What is wrong with my solution:
What I am doing is :
If r is not in subtree of orig_lca then origlca is the answer
else {
if(lca(u,r)==origlca and lca(v,r)==origlca){
}
if(lca(u,r)==origlca){
}
if(none of above){
}
}

https://www.codechef.com/viewsolution/19741297

Infact, the only possible answers are LCA(r, u), LCA(r, v), LCA(u, v). I proved it by drawing the diagrams corresponding to all possible scenarios for the arrangements of the 3 nodes and the node no. 1.

4 Likes

How this works?
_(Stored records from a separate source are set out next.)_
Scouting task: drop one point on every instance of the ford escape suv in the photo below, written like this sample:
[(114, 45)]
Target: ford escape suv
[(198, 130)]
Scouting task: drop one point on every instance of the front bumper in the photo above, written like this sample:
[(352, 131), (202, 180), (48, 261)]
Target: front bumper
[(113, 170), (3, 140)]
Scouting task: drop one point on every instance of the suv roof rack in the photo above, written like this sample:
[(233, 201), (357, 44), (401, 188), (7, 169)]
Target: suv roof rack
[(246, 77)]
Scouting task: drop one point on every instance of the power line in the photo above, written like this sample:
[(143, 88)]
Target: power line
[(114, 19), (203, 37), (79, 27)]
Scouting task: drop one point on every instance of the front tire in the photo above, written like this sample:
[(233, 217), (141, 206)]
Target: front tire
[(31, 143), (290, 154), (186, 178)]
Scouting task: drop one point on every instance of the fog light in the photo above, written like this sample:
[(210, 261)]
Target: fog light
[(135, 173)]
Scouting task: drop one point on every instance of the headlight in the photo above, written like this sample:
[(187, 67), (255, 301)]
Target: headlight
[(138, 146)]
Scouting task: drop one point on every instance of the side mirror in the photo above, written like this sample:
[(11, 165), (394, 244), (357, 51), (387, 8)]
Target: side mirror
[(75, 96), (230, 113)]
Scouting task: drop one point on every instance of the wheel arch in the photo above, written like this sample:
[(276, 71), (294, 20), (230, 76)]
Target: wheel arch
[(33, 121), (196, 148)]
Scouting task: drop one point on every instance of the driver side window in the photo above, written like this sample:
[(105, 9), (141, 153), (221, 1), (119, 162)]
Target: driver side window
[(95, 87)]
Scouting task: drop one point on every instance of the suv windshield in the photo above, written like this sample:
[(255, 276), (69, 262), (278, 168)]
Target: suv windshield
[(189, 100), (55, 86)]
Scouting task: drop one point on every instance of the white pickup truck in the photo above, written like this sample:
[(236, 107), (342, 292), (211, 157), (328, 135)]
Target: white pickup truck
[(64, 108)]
Can anyone tell the proving of this:

Let LCA(u, v, w) be the LCA of v and w with respect to root u. To compute LCA(u, v, w), we can compute, for any fixed r,

LCA(r, u, v)

LCA(r, u, w)

LCA(r, v, w)

and take the “odd man out”, i.e., if two are equal and the third is different, then take the third, else they’re all equal, so take that node.

1 Like

it can be a tree with any number of children!

@sudeepdino008 did you find the proof why it works?

" The possible answers are r , u , v , LCA(r, u) , LCA(r, v) , LCA(u, v)…"

You can omit r, as r will always be covered by either LCA(r, u) or LCA(r, v) or both in any case.